A Time for Devils and Goblins

Late October is a time for devils and goblins, horror movies, tricks, and treats. If you’re a Lewis reader, you may spend time in The Screwtape Letters as a way to usher in All Hallow’s Eve, as well as the more important, All Souls’ Day. I picked up the masterfully annotated edition of Lewis’s book that HarperOne released a few years ago.

Have you ever wondered if the patient in The Screwtape Letters could actually see Bus #73 from the British Museum? Remember? It’s when Screwtape distracted him away from his curiosity toward the things of God. How about the name Wormwood? Is there a reason for it? Sole colbert. Do you know what it is? I learned it’s a fish dish named after a member in Louis XIV’s court. Screwtape brings it up in a list of possible indulgences in Letter #17. It’s wedged between tea and cigarettes. Fun trivia.

The annotated edition of The Screwtape Letters is wonderful–and not only for the triviality mentioned above–but also because it does what the introduction says it would do: (1) it places the author’s work in its historical context; (2) it helps to illuminate themes and ideas that would be explored in other works by Lewis; (3) it helps an American audience, especially, realize the meaning of English phrases or words that are not common–then or now–in the States.

The introduction is humble. I think this edition provides much more.

I want to add three additional reasons: (1) the pointers to Scripture and the references to Anglicanism; (2) the careful citing of literary works that Lewis gleaned from or mentions in passing; (3) the many references that point to Lewis’s other works and letters, which help to round out the idea in Screwtape.

It should be expected that Lewis carries the influence of many literary figures into his work, given his work at the university. Dotting through the annotations brought out this list, in no way complete: Chaucer, Kant, Dickens, Byron, Spenser, MacDonald, Milton, Homer. It’s an important grounding effect to a tale about demons exchanging letters. In the preface (and both the original 1941 and the 1961 reprint are included) there are many references to authors who Lewis uses to uncover the idea of cosmic warfare, among other things. (The prefaces are annotated too!)

“The real trouble about the set your patient is living in,” writes Srewtape in Letter #25, “is that it is merely Christianity.” Mere Christianity would be published in 1952, adapted from BBC radio talks from 1942 and 1944. The annotation says that the term mere Christianity can be attributed to Richard Baxter who wrote, “I am a Christian, a mere Christian, of no other Religion; and the Church that I am of is the Christian Church.” In the letter, Screwtape takes up that exact charge. If Christianity can be “Christianity and” then sufficiency is done away with, being replaced by the need for shifts and changes in order to find contentment.

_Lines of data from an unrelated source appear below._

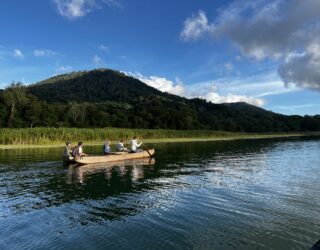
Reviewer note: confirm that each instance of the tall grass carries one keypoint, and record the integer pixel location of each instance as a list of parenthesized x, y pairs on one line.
[(46, 136)]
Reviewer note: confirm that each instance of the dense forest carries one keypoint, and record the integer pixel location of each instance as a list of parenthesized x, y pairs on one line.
[(107, 98)]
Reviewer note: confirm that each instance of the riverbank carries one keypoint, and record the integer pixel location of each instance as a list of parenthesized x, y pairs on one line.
[(56, 137)]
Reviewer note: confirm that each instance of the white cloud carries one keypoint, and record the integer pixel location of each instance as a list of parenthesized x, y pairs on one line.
[(303, 69), (73, 9), (17, 53), (196, 27), (161, 83), (104, 48), (114, 3), (214, 97), (97, 60), (63, 68), (208, 91), (228, 66), (268, 29), (44, 53)]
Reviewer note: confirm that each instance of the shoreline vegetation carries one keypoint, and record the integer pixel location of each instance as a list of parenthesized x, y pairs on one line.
[(56, 137)]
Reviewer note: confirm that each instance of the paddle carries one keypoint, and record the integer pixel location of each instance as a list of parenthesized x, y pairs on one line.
[(144, 146), (146, 149)]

So much is compressed into this edition, with the annotations nicely placed in red alongside Lewis’s text. I encourage you to pick up this edition whether you have Screwtape or not. It’s a nice way into other authors, Lewis’s writings, and most importantly, the Bible.

Here’s where to get a copy.

Now, to the trivia questions I started with: It’s debatable about Bus #73, but you likely could not see it. Apparently Lewis thought of changing the reference in the 1961 edition. Scholars steeped in Lewis might know where Wormwood’s name originates. If, however, you are not of that ilk, you might be interested to know that it’s a woody bitter shrub used in medicine. It’s also a word Lewis uses as a name for Satan in The Pilgrim’s Regress. It’s also referenced in Revelation 8:10-11: “The third angel blew his trumpet, and a great star fell from heaven, blazing like a torch, and it fell on a third of the rivers and on the springs of water. The name of the star is Wormwood. A third of the waters became wormwood, and many people died from the water, because it had been made bitter.”

And about sole colbert: it’s for the upper echelon, and Lewis uses it to reference the delicacies that the demons discuss to tempt their patient into putting on heirs.